San Jose has landed in the global spotlight for a distinction no city really wants. A new international ranking has crowned it the least affordable housing market on the planet, finding that even a dual-income couple earning the local average salary could only afford a bit more than half of a typical home here.

The ranking, part of Remitly's "Planet Property" study, compared 151 cities using standard mortgage assumptions, income data, and local property prices. According to Remitly, a couple making the average local income of $86,605 could afford just 54.6% of the average San Jose home. California's coastal heavyweights, including Los Angeles, San Diego, and Long Beach, also crowd the bottom of the affordability list.

Local Reaction: 'It Matches What We See'

On the ground, the ranking did not shock people who work in housing every day. Local real estate agents and advocates said the chart simply confirms what their clients and neighbors already feel in their wallets.

"Because we have a shortage of housing for the number of people that are here, and then we have a large discrepancy of wages," realtor Lynside Gridley told NBC Bay Area. Kelly Batson of United Way Bay Area added that "there's just not enough affordable units," echoing concerns the nonprofit has been raising in regional housing debates.

Building Pipeline Is Drying Up

Recent construction trends help explain why the squeeze keeps getting tighter. A San Jose Spotlight analysis found the San Jose-Sunnyvale-Santa Clara metro issued about 68% fewer building permits in July 2025 than it did in July 2020, sharply shrinking the pipeline of new rentals and for-sale homes.

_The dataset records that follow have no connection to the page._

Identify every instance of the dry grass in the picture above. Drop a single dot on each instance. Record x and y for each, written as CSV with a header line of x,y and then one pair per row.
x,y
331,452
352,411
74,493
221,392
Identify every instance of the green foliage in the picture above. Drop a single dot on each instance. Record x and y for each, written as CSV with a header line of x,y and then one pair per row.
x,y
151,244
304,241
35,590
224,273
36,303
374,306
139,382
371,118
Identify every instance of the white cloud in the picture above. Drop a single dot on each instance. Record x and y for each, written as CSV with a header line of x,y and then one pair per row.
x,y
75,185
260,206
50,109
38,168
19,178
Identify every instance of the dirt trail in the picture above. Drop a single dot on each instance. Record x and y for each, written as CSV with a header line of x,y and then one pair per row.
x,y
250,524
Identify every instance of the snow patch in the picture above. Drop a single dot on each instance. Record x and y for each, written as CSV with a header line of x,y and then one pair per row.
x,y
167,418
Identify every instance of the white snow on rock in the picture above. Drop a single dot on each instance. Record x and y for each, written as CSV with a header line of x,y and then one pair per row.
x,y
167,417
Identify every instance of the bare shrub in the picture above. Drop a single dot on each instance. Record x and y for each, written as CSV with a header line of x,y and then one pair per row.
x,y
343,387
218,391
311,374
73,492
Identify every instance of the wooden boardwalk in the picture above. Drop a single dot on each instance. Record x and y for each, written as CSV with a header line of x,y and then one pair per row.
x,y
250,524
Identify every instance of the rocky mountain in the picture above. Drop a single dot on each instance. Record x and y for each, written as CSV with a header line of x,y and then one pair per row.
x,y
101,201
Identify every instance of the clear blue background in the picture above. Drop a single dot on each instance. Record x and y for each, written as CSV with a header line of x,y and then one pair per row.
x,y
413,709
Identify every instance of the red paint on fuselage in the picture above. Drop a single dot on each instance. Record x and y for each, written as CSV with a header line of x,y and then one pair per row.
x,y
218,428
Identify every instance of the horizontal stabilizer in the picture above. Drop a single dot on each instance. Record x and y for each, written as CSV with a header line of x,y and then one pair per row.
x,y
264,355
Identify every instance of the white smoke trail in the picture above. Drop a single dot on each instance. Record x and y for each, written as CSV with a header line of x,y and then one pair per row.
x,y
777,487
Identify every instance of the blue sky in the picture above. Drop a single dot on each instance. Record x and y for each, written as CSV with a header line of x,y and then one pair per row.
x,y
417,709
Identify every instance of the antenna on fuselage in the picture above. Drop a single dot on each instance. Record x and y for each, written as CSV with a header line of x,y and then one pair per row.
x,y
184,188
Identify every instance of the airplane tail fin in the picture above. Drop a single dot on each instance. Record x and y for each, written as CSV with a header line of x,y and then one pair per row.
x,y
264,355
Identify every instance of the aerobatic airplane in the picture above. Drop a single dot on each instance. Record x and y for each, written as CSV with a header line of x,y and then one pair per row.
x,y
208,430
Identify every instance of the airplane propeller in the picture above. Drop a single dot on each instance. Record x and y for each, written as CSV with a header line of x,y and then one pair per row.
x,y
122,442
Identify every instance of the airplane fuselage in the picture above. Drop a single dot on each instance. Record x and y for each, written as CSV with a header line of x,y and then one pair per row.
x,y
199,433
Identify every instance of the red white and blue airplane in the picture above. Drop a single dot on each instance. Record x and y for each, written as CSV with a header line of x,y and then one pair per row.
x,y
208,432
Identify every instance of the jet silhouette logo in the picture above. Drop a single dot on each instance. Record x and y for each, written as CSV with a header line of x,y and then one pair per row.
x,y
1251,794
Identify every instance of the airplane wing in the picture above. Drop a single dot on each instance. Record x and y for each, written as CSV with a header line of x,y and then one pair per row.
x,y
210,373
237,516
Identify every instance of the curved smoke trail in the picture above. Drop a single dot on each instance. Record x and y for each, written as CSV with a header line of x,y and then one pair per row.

Developers told San José Spotlight that high city fees and rising construction costs are making more projects financially impossible, even in a market where demand is clearly not the problem.

Prices Keep Beating Paychecks

The thin supply is evident in the sales data. Redfin reported San Jose as the most expensive U.S. metro in 2025, with a median sale price above $1.6 million, a figure that towers over typical local earnings.

That pattern is mirrored in national research, with market trackers such as SmartAsset placing San Jose at or near the top of the country's priciest housing markets, reinforcing just how wide the gap has become between home values and ordinary paychecks.

What It Means For Buyers And Renters

The fallout is not limited to lower-wage workers. Middle-income households and even high earners are feeling the pinch, and local employers worry about what that means for keeping talent in the region.

United Way Bay Area has warned that people with what used to be considered solid salaries are also getting pushed out. "And honestly, I think it's become unaffordable for people with higher incomes as well," Batson told NBC Bay Area, flagging growing fears over displacement and long-term workforce stability.

Policy Moves And What Comes Next

City officials have responded with fee reductions and incentives for multifamily projects and say a general plan review is underway to clear development bottlenecks. Housing advocates argue that these steps are only a start and that San Jose will need far bolder action if it wants to meaningfully shift the numbers.

Observers interviewed by San José Spotlight point to a mix of streamlined permitting, targeted subsidies, and tighter regional coordination as the kinds of moves that could finally change the math that put San Jose at the top of Remitly's list.

For now, the Remitly study is a blunt reminder that San Jose's housing headache has become an international outlier, with serious consequences for families and businesses alike. The full analysis is available from Remitly, and local leaders say it will take new supply, policy shifts, and targeted subsidies to make the market even remotely workable for more residents.